Iran oils and fats market
Iran is an important export market that is ranked as the second biggest oils and fats consuming country, after Turkiye, in the Middle East region. In 2021, Iran consumed 2.17 million MT of oils and fats, and is estimated to surpass 2.2 million in 2022. The consumption per capita was recorded as relatively high at 25.6 kg. Due to its high population of 84 million residents, Iran has a good potential as an export market in the region.
Chart 1: Iran Oils & Fats Consumption (‘000 MT)
As shown in Chart 1 above, Iran’s consumption of oils and fats has increased by 214,900 MT or 11 per cent since 2016. Even during the global economic downturn in 2019/2020, its consumption of oils and fats maintained its upward trend. However, the total import of oils and fats in 2020 decreased, including that of palm oil. This was mainly due to the higher importation of seeds and local production of oils, particularly the higher crushing of soybean seeds to support a higher requirement of local soybean meal. The imports increased again in 2021 by 104 per cent as compared to the previous year, mainly to cover the shortage and recover the economic activities in the local market (Chart 2).
Chart 2: Iran’s Oils and Fats Imports / Share (‘000 MT)
Sunflower, soybean and palm oils are the top three vegetable oils imported by Iran, covering more than 90 per cent of the total oils and fats imported every year. Improving economic activities after the Covid-19 pandemic in the country pushed the demand for oils and fats which then increased imports, especially palm oil.
Last year, there was nearly 460,000 MT of Malaysian palm oil (MPO) imported by Iran, which increased to more than 50,000 as recorded in 2021. Whereas, palm oil imports from other countries accounted for around 50,000 MT or 11 per cent of the palm oil imported. The lowering of import tariff from 40 per cent to 1 per cent at the beginning of 2022 for all vegetable oils, including palm oil, has given another advantage to palm oil as compared to other vegetable oils.
As a result, palm oil recaptured the market last year at 40 per cent of the total oils and fats imported by the country, the same level recorded in 2016-2018. And this was at the expense of other main vegetable oils in the country such as soybean and sunflower oils. Soybean and sunflower oil imports in 2022 dropped by 412,000 and 435,000 MT, respectively.

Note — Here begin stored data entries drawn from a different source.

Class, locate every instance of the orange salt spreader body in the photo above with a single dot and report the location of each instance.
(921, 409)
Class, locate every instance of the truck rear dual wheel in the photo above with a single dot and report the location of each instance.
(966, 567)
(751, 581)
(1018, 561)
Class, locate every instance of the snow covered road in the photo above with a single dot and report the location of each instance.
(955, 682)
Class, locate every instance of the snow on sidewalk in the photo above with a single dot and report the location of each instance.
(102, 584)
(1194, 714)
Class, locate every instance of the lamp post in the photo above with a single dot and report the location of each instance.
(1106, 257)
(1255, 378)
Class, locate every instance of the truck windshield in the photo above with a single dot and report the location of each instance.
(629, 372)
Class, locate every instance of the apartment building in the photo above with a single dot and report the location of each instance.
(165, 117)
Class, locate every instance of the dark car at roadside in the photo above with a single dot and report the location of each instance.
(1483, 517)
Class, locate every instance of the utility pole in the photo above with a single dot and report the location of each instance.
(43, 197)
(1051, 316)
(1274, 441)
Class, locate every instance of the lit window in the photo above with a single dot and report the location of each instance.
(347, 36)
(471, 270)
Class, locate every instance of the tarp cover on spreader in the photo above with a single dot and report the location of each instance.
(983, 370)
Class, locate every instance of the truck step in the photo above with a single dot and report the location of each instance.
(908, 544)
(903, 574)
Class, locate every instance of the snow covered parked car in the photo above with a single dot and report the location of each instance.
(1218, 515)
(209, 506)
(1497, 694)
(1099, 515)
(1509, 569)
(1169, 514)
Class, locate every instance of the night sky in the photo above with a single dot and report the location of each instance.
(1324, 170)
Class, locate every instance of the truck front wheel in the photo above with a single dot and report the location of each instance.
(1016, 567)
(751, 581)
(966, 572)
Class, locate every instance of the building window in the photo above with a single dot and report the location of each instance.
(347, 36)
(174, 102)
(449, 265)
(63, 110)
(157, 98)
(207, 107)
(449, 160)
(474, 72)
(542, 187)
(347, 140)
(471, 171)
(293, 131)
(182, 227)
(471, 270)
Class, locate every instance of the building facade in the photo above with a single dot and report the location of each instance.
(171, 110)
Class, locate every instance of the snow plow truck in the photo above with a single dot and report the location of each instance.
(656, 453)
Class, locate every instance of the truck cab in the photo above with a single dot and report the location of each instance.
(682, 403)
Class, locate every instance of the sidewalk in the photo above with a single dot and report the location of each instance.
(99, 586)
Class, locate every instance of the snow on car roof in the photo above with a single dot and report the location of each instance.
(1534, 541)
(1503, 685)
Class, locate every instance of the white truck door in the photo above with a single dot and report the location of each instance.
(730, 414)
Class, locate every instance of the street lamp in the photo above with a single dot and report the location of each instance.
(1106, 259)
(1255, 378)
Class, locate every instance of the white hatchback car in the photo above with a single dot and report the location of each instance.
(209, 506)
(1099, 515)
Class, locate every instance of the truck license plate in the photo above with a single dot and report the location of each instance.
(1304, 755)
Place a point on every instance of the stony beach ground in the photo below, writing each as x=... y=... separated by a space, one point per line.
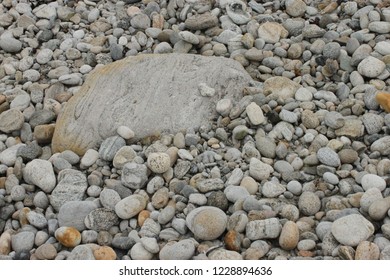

MPO export performance in 2022
Iran imported 458,770 MT of MPO in 2022, showing a favourable trend for this year, an increase by 54,450 MT as compared to the same period last year. The MPO products value was also positively recorded at RM2.53 billion, a hike of 45.6 per cent during the period. RBD Palm Olein was the highest, representing 68 per cent of the total MPO exported to Iran. Higher demand for RBD Palm Olein came from industrial usages such as the production of fat products, frying and the HORECA sector. Apart from that, Palm Olein is also used as a blended cooking oil in households.
Table 1: MPO Exports to Iran
|PRODUCTS||Jan-Dec 2021 (MT)||Jan-Dec 2021 (RM Mil.)||Jan-Dec 2022 (MT)||Jan-Dec 2022 (RM Mil.)|
|RBD PALM OLEIN||318,561||1,331||314,317||1,702|
|RBD PALM OIL||78,298||370||137,799||781|
|RBD PALM STEARIN||684||3||66||0|
MPO export expectations and opportunities in 2023
The importation of commodities including oils and fats is highly controlled by the Iranian government. This is done to manage the pricing of the commodity supplies in the local market, as well as the inflation rate of the finished products intended for local consumption. The depreciation of the Iranian currency also puts pressure on the local government to control inflation, especially in the importation of products for local consumption and production. To address the issue, some parts of the importation policy has been changed, including the importation of oils and fats.
Since 2018, oils and fats including palm oil have been put under the Iranian subsidies scheme, whereby the importers could apply for a lower exchange rate to get USD from the Central Bank of Iran to import the commodities. This again has been changed in early 2022 with the introduction of lower import tariffs from 40 to 1 per cent for the products under the subsidies scheme, to encourage the importation of commodities and supply the products to the local market at a more affordable price.
The current policy has provided a better advantage to palm oil as the import tariff is on par with other vegetable oils, as compared to the higher tariff on palm oil in the previous importation policy. With palm oil being more price competitive, it is expected that the volume of Malaysian palm oil imports this year will be higher.
The consistency of Malaysian government policy on the export tariff and the supply of Malaysian palm oil has attracted Iranian palm oil importers. It is important for them to stabilise the supply of palm oil in their local market and price fluctuation risks. Hence, Malaysian players should take this opportunity to regularly enhance their communication and network with Iranian players to explore other palm oil niche markets in Iran, especially for a better channel for financial transaction matters and a more competitive logistics arrangement.